President Ayaz Mutalibov and other Azerbaijani leaders, meeting in emergency session in Baku, said the "direct aggression" pushed relations between the Transcaucasian neighbors to their most dangerous point in two years.
The accusation spotlighted the uncertain future of what had been the world's largest standing military force--the 3.7-million-member Soviet army--as it speeds toward what the current commander believes will be its inevitable breakup into separate national forces.
Voicing alarm over events in the Caucasus, Marshal Yevgeny Shaposhnikov, chief of strategic forces in the Commonwealth of Independent States, said his troops must not permit themselves to be enticed into the conflict or a "large-scale war" could occur.
"That means blood, mass casualties and destruction," Shaposhnikov told the military newspaper Krasnaya Zvezda.
He called on Armenia and Azerbaijan not to create their own armies until their territorial dispute is solved.
Shaposhnikov spoke on the eve of the 74th anniversary of the creation of the Red Army, a day that had been a hallowed Soviet holiday and that this year is expected to be the occasion for a large-scale demonstration of discontented soldiers and nostalgic and incensed Communists in Moscow.
Addressing his troops, who often must live in miserable conditions and who now face an uncertain future, Shaposhnikov said it is crucial that they display "levelheadedness, restraint, firmness and responsibility" in these difficult times. Shaposhnikov has also suggested a joint Commonwealth peacekeeping detachment in Karabakh.
According to the Azerbaijani reports, which were sketchy and conflicted to some degree, an unspecified number of fighters from a nationalist militia called the Armenian National Army punched over the two republics' common frontier at 3 a.m. in a "storm of fire."
Allegedly riding tanks and other armored vehicles and accompanied by units of the former Soviet 4th and 7th armies, the Armenian forces were "destroying villages and annihilating the peaceful population of the border zones," Azerbaijan's official press service asserted.

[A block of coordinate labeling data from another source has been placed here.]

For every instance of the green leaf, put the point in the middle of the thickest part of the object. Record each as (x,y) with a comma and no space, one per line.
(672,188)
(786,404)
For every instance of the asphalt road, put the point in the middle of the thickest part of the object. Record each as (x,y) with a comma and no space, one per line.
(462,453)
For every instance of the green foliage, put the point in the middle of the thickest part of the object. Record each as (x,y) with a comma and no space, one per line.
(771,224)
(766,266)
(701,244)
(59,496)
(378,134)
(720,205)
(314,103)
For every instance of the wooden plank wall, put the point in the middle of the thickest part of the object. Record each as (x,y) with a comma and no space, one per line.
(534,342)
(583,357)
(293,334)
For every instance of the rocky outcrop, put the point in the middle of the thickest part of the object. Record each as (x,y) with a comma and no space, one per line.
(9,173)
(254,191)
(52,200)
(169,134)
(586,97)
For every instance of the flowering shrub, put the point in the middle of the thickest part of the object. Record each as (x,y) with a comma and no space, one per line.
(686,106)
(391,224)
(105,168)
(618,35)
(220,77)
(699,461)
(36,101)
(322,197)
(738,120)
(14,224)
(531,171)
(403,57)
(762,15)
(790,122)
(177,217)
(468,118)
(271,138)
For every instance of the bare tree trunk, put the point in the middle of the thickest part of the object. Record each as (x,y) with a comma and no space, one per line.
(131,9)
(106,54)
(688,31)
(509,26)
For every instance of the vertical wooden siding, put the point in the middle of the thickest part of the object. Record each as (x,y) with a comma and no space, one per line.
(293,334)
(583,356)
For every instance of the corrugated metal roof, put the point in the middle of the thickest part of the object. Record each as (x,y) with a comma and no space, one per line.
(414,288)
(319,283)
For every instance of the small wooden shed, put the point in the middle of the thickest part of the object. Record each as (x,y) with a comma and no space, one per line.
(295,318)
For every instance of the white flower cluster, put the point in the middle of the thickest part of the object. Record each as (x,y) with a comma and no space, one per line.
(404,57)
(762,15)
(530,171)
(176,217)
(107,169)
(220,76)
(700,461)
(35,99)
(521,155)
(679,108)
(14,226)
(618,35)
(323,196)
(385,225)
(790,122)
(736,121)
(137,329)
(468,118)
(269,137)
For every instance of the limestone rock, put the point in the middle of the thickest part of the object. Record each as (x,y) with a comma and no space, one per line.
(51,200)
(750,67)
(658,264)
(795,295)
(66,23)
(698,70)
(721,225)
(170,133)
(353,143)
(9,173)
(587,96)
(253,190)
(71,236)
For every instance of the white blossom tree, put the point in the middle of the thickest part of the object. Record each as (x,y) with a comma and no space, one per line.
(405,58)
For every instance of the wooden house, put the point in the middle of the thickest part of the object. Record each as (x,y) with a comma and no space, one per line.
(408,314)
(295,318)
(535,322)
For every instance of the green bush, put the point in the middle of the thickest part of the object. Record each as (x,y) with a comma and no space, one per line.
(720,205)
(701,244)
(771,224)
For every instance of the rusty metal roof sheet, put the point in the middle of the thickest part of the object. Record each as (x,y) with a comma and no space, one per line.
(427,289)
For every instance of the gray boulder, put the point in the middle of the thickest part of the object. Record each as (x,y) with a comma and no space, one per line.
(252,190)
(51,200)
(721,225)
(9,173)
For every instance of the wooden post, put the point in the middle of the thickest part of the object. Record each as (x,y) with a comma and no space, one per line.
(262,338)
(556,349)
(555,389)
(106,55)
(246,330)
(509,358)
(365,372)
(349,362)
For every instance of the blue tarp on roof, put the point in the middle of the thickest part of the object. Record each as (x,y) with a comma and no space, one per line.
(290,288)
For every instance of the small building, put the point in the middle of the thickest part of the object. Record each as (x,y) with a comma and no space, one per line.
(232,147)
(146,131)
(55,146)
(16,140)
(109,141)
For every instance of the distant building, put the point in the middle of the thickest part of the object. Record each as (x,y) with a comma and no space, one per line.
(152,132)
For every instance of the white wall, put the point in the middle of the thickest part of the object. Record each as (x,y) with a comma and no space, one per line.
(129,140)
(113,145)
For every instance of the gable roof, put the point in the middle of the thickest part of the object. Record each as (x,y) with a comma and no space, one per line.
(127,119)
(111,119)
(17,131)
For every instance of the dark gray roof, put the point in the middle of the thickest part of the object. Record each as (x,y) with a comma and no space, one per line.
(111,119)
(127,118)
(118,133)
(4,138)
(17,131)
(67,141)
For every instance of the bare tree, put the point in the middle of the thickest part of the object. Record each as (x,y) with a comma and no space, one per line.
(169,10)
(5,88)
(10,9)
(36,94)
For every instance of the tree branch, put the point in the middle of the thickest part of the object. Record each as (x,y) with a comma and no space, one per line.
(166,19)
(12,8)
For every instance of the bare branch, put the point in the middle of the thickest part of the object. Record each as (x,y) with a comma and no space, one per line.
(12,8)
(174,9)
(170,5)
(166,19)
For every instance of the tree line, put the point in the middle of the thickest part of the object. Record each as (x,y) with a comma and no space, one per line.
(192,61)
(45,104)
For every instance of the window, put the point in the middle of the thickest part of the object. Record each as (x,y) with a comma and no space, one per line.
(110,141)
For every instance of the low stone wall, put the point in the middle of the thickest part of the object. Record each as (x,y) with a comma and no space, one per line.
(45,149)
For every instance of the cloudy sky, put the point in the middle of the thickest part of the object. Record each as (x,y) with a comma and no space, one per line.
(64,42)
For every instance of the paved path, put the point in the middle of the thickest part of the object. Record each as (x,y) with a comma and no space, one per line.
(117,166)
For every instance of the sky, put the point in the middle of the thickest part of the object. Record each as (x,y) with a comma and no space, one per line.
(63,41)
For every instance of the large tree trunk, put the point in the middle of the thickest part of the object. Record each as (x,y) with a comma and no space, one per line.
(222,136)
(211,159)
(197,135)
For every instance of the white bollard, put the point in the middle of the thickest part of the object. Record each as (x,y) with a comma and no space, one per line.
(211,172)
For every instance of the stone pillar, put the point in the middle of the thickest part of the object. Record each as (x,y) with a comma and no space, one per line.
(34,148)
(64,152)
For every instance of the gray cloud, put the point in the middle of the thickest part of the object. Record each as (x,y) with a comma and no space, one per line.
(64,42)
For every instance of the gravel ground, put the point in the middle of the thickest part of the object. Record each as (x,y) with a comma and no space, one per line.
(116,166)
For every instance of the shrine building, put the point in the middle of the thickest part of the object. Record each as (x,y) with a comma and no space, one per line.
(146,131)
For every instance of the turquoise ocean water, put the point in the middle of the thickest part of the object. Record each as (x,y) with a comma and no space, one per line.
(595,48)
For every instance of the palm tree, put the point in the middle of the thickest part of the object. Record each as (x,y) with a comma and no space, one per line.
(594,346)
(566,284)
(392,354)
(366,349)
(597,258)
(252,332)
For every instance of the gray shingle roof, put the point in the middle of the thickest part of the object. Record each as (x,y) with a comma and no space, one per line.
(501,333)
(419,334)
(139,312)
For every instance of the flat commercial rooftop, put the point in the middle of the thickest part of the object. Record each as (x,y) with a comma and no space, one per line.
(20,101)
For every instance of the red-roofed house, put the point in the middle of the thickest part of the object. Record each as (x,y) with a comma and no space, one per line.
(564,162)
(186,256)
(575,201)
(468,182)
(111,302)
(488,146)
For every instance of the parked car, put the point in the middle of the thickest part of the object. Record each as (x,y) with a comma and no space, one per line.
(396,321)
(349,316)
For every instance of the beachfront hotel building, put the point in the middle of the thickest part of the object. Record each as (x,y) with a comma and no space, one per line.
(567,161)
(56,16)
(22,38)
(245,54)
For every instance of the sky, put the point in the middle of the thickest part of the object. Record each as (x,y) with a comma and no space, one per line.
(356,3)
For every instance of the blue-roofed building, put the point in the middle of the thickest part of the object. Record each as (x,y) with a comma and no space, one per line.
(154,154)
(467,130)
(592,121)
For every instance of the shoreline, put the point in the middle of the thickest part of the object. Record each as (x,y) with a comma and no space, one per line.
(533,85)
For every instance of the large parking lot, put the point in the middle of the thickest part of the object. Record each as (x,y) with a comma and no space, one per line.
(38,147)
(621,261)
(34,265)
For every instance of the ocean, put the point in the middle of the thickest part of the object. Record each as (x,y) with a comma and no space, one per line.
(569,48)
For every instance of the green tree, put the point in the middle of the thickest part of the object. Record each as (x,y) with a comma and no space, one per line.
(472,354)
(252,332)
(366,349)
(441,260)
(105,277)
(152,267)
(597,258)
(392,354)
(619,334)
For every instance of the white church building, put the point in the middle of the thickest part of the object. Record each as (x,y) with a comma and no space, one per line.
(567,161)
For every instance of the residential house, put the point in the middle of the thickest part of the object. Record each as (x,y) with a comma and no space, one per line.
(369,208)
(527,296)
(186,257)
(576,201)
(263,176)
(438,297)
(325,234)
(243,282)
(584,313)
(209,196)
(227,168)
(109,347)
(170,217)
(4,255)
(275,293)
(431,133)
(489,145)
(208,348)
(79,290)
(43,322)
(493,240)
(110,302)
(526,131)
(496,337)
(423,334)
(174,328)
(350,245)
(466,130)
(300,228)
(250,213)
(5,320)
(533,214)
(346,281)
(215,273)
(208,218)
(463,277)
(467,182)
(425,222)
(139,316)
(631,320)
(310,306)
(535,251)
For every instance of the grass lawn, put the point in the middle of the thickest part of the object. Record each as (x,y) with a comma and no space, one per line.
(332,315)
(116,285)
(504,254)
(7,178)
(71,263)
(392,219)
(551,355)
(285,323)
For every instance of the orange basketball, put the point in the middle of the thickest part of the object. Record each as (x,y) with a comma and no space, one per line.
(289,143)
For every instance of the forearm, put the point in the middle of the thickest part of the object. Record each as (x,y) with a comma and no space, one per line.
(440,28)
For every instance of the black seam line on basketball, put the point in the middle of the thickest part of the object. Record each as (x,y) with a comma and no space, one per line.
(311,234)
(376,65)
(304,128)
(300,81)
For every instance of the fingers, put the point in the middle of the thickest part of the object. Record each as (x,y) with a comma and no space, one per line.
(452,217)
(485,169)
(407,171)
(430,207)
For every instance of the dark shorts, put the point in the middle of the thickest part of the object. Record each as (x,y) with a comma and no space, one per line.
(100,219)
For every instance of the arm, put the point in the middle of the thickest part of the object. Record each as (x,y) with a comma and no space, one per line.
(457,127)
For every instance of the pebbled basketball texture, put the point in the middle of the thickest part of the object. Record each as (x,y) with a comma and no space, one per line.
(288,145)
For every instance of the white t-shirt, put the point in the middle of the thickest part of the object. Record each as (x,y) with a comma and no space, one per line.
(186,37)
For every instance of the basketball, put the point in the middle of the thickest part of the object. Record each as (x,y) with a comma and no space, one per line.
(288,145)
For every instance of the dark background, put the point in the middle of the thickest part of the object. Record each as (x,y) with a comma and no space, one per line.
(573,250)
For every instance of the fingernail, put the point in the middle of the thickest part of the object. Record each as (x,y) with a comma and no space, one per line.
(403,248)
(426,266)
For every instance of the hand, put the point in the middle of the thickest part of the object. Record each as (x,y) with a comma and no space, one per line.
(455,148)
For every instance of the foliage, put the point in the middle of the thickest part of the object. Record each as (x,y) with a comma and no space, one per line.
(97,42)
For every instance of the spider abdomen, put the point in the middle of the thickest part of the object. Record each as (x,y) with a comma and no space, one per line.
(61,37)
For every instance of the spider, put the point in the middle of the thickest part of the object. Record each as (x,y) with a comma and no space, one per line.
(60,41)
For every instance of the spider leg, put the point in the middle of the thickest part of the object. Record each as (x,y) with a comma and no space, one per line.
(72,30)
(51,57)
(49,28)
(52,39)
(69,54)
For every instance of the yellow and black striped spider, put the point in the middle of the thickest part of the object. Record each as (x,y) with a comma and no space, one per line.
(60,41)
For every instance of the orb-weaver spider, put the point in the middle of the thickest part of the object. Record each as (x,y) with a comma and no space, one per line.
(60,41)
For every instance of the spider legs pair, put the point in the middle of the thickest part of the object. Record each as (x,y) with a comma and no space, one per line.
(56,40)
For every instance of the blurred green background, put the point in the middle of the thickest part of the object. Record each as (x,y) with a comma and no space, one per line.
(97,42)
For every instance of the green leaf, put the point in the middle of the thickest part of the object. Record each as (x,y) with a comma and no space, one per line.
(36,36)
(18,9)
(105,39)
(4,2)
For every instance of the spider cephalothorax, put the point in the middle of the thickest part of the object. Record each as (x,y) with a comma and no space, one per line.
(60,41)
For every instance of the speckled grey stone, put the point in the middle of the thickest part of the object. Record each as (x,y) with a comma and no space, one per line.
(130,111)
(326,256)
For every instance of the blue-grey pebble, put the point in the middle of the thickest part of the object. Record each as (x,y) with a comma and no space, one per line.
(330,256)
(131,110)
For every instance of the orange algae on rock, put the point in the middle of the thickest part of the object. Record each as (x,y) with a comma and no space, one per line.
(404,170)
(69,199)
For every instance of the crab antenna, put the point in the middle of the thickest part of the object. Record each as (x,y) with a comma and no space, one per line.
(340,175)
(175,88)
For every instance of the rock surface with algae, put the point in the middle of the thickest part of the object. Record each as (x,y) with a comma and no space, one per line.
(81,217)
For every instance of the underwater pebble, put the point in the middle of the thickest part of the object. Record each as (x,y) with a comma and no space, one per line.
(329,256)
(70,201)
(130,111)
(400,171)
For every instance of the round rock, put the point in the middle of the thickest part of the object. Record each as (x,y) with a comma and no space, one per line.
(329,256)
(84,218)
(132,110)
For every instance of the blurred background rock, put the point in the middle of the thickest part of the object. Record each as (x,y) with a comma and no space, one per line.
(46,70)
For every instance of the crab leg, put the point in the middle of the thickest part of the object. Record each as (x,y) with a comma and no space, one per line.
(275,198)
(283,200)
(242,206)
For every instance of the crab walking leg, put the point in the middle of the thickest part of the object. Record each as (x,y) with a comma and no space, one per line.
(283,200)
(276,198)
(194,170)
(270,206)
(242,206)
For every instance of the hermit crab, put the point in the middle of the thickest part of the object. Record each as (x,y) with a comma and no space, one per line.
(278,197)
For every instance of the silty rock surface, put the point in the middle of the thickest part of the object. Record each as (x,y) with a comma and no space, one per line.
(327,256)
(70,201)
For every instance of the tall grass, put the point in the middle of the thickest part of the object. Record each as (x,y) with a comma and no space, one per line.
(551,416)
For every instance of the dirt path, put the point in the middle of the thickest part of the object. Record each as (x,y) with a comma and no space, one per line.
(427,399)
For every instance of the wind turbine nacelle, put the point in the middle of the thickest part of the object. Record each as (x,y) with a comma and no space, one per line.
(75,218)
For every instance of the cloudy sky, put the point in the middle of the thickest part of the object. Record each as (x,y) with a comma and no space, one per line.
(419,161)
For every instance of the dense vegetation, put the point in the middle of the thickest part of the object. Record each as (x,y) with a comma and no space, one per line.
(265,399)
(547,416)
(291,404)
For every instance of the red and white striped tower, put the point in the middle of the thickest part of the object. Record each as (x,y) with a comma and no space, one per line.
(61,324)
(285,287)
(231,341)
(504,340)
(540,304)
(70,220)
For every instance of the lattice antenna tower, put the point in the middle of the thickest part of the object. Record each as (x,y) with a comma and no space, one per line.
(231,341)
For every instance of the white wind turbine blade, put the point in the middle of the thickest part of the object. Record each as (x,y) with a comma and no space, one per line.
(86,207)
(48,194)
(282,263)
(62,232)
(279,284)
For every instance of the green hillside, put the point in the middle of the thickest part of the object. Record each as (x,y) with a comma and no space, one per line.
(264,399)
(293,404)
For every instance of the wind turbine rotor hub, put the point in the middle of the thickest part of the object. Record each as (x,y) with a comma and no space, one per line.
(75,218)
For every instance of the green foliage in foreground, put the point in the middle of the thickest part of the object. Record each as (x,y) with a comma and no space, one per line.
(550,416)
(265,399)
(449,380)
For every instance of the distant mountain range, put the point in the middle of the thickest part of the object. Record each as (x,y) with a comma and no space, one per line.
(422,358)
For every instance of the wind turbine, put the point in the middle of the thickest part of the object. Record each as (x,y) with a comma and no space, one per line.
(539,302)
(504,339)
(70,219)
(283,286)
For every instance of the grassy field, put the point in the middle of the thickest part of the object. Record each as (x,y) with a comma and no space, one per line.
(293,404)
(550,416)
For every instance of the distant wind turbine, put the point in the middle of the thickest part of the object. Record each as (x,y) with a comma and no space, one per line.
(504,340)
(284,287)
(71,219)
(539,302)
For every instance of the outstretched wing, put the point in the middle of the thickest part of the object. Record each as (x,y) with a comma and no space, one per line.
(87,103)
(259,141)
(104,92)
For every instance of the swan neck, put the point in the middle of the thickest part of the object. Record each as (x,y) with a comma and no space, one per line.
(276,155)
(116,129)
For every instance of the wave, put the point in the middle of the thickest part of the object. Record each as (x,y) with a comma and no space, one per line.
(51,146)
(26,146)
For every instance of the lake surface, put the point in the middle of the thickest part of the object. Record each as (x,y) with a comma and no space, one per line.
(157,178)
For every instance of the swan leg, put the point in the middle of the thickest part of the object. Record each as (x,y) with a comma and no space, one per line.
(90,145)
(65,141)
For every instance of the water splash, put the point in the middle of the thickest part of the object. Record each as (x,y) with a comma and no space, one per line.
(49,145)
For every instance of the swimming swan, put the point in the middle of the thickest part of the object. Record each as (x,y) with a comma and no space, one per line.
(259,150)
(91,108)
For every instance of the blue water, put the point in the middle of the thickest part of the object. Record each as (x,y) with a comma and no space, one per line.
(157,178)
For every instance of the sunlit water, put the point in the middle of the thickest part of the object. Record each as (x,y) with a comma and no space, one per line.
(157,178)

But the unofficial Assa-Irada press agency reported that only two villagers were killed and two wounded.
The invading force's goal, Assa-Irada said, was to sweep through Kubatly and Jebrail provinces and block the only road connecting Lachin province and Shusha--the major Azerbaijani population center of the disputed territory of Nagorno-Karabakh--with the rest of Azerbaijan. The "complete seizure" of Nagorno-Karabakh would result, Assa-Irada said.
Since February, 1988, the two republics have been locked in a violent feud over the status of the territory, which although predominantly Armenian and hence Christian in population, was attached to mostly Muslim Azerbaijan by Kremlin fiat at the dawn of Soviet rule.
With the disappearance of the Soviet Union, Nagorno-Karabakh now claims to be independent. But Azerbaijan has revoked the status it held as an autonomous region and now considers it a parcel of Azerbaijan territory with no special rights.
In Yerevan, the capital of Armenia, the Armenian Defense Ministry called the Azerbaijani accusations of an invasion sheer "disinformation" intended to "distract public attention from Azerbaijani policy of direct extermination of the Armenian population of Nagorno-Karabakh."
The Commonwealth's general staff headquarters in Moscow also rejected the Azerbaijani claims, saying it "maintains a policy of non-interference in ethnic conflicts."
The government and legislature of Nagorno-Karabakh on Saturday appealed for urgent United Nations intervention to force the Azerbaijani leadership to halt its "escalation of aggression."
Azerbaijani leaders were calling the present situation even more dangerous than that of January, 1990, when Soviet troops, blazing away with their guns, swept aside nationalist resistance to enter Baku, Assa-Irada said. Full-scale combat began at that time between Armenians and Azerbaijanis for Nagorno-Karabakh.
Over the past four years, more than 1,000 people have perished in the fighting.